Clean this up, Riley.
I should be insulted. I should throw the note away, go upstairs, and pretend this didn't happen. Instead...I clean.
Not because he told me to. Not because of the note, or the look on his face, or the way his voice went low and rough.
I clean because I need to do something with my hands before they start shaking. Because Mabel doesn't deserve a scorched kitchen. Because if I stand still for one more second, I'll have to sit with the fact that Noah Morgan just looked at me like I was the most infuriating, precious thing he'd ever pulled out of a fire.
So I scrub. The stovetop, the tile, the counters. Polish every surface until the lingering smell of burned metal fades beneath lemon-scented cleaner. I take out the trash, open the windows, and straighten the chairs around the tiny table. I move with a kind of furious precision, channeling every tangled feeling into the simple rhythm of clean, rinse, repeat.
Because ten years ago, we had a rhythm too. He moved, I followed. Not because I had to, but because I wanted to. Because everything between us was effortless in a way that terrified me then and terrifies me now.
One look from him used to unravel me completely. One word in that low, steady voice could melt every ounce of my resistance.
God help me, it still can.
Still does.
By the time I finish, the house is silent again. No firemen. No alarms. No witnesses to the quiet unraveling of my composure.
I press my hands against the counter, breathing deep, but it does nothing to steady me. If I still react this strongly to Noah Morgan... If I still care this much about what he thinks of me, then I’m nowhere near over him.
And maybe I never will be.
I kill the lights in the kitchen, my fingers brushing the crumpled note one last time before I toss it into the trash. But his expression stays with me like a bruise.
That look. Not anger—fear. Fear for me.
Even now, hours later, the echo of it reverberates inside me. Not the frustration. The worry underneath. The maddening, almost unbearable tenderness he tried so hard to hide behind that tight jaw and those clipped words.
I slip between cool cotton sheets, exhausted yet oddly alert. My body thrums with a nervous energy I can't shake, my skin too sensitive, my mind too full.

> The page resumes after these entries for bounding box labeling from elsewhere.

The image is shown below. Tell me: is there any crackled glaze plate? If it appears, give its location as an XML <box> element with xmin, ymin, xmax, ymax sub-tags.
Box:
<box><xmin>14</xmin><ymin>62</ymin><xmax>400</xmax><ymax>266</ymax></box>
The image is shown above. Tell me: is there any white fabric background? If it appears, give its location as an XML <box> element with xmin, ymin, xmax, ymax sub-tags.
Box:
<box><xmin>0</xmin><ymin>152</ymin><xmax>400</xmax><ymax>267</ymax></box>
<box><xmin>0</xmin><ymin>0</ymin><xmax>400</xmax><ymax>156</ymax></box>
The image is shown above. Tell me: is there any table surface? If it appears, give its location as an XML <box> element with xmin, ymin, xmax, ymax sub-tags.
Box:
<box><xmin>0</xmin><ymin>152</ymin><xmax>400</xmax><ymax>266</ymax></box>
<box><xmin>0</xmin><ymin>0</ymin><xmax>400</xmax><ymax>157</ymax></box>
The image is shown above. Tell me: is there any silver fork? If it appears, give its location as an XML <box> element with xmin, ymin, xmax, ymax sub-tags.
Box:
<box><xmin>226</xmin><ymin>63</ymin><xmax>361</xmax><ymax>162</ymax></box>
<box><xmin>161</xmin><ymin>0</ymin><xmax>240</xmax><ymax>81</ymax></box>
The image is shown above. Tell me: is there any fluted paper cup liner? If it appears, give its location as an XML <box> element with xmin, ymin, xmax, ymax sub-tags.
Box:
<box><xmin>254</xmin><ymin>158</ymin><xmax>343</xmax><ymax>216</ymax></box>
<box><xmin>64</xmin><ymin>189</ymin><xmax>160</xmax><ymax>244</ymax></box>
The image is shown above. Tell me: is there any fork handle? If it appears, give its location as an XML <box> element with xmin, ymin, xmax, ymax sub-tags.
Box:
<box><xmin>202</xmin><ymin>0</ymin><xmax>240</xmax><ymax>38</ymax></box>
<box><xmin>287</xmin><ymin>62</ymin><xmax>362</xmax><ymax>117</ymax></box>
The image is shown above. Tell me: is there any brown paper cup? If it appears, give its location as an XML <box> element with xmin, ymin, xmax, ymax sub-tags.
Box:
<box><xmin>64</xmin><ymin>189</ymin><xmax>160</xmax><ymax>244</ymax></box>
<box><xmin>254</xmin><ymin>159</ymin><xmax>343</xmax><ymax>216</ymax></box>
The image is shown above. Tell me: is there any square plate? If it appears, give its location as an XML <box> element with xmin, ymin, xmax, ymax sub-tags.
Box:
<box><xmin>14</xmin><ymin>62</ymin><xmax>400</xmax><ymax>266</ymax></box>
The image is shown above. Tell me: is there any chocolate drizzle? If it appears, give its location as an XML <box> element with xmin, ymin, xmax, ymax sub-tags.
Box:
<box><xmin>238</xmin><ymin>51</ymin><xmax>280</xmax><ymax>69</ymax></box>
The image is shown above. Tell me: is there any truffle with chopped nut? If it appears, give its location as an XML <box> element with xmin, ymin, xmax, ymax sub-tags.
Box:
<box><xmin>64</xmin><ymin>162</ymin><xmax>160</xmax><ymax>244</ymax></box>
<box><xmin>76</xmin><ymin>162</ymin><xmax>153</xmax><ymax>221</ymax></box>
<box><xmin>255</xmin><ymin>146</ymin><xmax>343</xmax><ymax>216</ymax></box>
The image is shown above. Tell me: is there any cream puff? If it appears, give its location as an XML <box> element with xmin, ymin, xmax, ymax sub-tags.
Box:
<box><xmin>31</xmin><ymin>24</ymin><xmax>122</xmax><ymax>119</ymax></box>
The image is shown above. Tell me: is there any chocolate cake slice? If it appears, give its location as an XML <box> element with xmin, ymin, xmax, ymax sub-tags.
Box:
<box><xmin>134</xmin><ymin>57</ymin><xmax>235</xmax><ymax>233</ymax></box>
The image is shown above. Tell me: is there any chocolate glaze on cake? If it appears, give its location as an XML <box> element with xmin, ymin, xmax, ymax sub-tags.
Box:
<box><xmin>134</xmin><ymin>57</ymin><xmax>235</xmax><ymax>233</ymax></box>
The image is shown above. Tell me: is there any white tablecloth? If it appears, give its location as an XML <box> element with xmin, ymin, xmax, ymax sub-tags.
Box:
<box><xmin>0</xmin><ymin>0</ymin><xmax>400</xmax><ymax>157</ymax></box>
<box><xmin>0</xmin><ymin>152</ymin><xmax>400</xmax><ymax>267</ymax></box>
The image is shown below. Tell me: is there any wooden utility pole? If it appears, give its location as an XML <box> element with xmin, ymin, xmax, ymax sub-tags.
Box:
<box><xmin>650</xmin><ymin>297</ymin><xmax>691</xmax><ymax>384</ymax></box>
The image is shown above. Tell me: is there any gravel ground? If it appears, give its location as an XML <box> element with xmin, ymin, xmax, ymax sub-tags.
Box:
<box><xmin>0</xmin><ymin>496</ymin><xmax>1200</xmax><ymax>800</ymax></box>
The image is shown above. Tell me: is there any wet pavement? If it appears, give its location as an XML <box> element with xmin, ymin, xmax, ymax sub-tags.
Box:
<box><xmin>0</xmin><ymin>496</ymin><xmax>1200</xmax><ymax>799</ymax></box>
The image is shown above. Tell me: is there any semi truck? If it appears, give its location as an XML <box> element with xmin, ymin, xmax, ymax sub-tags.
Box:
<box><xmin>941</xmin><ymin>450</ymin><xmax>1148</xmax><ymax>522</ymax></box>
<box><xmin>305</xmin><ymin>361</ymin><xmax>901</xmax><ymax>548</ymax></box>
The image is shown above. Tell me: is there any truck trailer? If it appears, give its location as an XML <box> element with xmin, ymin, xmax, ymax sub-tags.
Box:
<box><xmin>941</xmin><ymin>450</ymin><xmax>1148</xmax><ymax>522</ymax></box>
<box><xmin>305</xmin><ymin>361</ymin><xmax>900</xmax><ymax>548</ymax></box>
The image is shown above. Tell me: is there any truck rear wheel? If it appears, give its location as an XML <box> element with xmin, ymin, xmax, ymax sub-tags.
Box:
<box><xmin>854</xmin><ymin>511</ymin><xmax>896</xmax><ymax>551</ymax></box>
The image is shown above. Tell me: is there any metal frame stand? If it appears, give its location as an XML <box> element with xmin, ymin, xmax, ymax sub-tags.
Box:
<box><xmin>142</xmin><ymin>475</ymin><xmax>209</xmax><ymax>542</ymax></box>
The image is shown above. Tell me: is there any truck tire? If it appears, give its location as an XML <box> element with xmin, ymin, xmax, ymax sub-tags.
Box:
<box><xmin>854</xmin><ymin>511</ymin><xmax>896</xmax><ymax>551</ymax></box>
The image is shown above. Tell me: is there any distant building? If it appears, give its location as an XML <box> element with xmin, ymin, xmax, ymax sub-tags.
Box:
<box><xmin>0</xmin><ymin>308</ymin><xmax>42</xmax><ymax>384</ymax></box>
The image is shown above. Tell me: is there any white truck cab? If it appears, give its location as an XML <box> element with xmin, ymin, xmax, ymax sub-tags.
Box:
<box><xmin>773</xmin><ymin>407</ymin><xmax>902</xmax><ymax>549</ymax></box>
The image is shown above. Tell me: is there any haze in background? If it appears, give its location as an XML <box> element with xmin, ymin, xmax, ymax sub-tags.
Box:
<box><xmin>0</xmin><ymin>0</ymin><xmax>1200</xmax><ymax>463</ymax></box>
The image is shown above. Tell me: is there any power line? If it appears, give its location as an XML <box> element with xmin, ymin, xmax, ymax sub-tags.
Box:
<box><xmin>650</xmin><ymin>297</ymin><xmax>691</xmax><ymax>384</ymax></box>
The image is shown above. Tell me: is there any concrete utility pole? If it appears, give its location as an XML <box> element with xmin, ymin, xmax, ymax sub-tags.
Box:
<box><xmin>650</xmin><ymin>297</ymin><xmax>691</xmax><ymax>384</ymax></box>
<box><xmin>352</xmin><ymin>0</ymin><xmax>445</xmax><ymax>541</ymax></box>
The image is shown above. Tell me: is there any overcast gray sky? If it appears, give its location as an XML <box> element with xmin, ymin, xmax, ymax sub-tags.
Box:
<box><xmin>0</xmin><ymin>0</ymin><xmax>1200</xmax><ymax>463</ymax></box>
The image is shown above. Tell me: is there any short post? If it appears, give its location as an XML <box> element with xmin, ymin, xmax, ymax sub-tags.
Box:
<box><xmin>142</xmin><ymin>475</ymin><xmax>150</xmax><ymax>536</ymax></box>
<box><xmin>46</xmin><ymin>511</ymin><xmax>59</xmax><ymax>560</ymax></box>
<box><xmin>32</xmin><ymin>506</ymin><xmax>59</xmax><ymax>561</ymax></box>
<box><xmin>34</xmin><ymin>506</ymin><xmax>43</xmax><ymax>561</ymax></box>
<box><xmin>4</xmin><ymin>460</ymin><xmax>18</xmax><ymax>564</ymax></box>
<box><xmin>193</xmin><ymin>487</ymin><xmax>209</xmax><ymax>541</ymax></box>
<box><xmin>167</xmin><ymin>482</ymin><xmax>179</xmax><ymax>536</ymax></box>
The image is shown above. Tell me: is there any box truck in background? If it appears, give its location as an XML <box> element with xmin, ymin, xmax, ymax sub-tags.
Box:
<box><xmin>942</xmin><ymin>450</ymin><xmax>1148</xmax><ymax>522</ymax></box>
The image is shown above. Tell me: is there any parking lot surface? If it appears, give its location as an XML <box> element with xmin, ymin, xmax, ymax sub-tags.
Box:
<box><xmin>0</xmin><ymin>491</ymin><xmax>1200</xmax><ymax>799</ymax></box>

My phone glows in the dark as I scroll through emails and messages, answering my editor's increasingly curious questions with deliberately vague assurances.
My thumb hovers over the photo app. I know what I'll find there—an album I never deleted, not even through three phone upgrades. Pictures from before. Noah and me at Alpine Lake. At prom. On his father's boat. Evidence of a love I've spent a decade pretending wasn't real.
I close the app without looking. No good can come from that trip down memory lane.
Instead, I let my mind drift... to the firehouse.
To Noah in that navy-blue uniform, authority written in the proud set of his shoulders, in the way he saidRileylike it was both a curse and a promise.
God, I wanted him to do more than lecture me. I wanted him to close the distance between us and finish what that look started.
I imagine it now—his office door clicking shut behind me, that low voice saying my name the way he used to. His hands cupping my face, tilting it up, making me meet those glacier-blue eyes while the last of his composure crumbled.
You could've burned the whole place down. You know better.
My breath catches as I picture him backing me against the wall, his forehead dropping to mine, breathing hard. Not angry. Not distant. Just a man tired of pretending he doesn't still feel this. A man finally letting himself want what he wants. Because I always was his. I don't think I ever stopped being his.
My thighs clench under the sheets, my fingers gripping the pillow as heat blooms low and deep. The ache is sharp, familiar, unbearable.
I want the weight of his body pressed against mine.
I want to feel that fire in his eyes as he finally stops pretending we're nothing but a distant memory.
I want to hear him say mine and know he means it.
I press my face into the pillow, groaning softly. This—this is exactly what I was afraid would happen. One day back in Angel's Peak, and already, the walls I spent a decade building are cracking. Fast.